Cyphic provides enterprise-grade data security and satisfies its customers’ GDPR requirements acting as a data processor under Article 28. Our standard Data Processing Addendum (DPA) incorporating approved structural safeguards is automatically appended to our standard terms for all platform tiers.
1. Operational Framework Roles
We operate under a clearly segregated data responsibility model to ensure absolute compliance with cross-border mandates:
- Customer: Acts as the sole Controller of end-user personal data processed via our platforms.
- Cyphic: Acts strictly as a Processor for streaming payloads, scoring parameters, and telemetry metrics.
- Subprocessors: Limited to essential core cloud infrastructure, network monitoring, and system transactional distribution channels.
2. Global Edge & Subprocessors Architecture
To prevent localized data exposure, Cyphic leverages a distributed edge network topology. Data isolation is determined directly by your specific corporate deployment profile:
- Compute Infrastructure: Pinned locally to your selected region across our MENA, AMER and APAC edge node clusters.
- System Telemetry & Logs: Locked to EU-pinned environments for all European customer trajectories.
- Transactional Notifications: Restricted to dedicated EU-isolated data channels.
- Billing Processing: Regionally isolated to match the customer's specific commercial locale.
A complete, unredacted list of corporate entities acting as sub-processors is available via our secure console, and all architectural changes are communicated 30 days prior to deployment.

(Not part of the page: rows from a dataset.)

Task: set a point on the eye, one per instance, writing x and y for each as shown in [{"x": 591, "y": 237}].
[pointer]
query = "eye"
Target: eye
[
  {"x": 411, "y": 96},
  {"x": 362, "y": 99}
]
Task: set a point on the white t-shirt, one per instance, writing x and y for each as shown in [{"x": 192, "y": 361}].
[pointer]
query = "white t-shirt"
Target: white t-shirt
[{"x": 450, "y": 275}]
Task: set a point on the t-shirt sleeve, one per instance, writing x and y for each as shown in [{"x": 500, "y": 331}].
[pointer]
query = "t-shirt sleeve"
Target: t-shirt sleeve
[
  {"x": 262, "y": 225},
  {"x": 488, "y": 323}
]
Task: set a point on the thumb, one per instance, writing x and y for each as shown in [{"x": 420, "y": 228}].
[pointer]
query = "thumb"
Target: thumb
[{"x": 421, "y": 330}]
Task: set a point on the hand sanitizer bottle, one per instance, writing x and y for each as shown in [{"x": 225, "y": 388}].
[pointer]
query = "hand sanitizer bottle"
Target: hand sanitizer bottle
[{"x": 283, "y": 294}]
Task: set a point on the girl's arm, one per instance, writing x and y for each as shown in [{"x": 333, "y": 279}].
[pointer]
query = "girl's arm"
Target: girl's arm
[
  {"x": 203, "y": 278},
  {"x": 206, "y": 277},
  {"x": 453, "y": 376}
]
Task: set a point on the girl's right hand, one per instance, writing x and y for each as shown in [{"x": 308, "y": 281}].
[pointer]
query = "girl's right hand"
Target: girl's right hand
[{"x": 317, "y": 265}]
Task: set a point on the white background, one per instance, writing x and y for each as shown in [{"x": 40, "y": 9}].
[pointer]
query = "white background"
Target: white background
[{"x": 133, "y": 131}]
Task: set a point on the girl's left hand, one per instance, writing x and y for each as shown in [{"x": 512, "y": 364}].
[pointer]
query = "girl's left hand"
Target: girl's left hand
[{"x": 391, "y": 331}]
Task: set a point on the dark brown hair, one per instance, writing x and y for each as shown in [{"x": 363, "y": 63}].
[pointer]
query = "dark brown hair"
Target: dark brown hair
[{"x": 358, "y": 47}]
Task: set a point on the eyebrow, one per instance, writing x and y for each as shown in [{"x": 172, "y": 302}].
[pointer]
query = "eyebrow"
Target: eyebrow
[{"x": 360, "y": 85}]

3. Cross-Border Transfers & Adequacy Safeguards
Where data processing bridges international boundaries outside the European Economic Area (EEA), Cyphic enforces the European Commission’s Standard Contractual Clauses (SCCs—2021 modules). This framework is reinforced by our local zero-retention architecture, TLS 1.3 transit encryption, and automatic tokenization of downstream identifiers before they leave your target perimeter.
4. Automated Data Subject Rights (DSAR)
Cyphic provides programmatic hooks enabling controllers to fulfill access, correction, erasure, and portability requests natively within 30 days. If an end-user contacts Cyphic directly, the request is flagged and forwarded immediately to your technical operations team without manual data exposure.
5. Accelerated Incident Notification
In the event of a verified security incident impacting personal data handled within our pipeline, Cyphic alerts your designated security contact without undue delay and targets a notification window of under 72 hours from confirmation.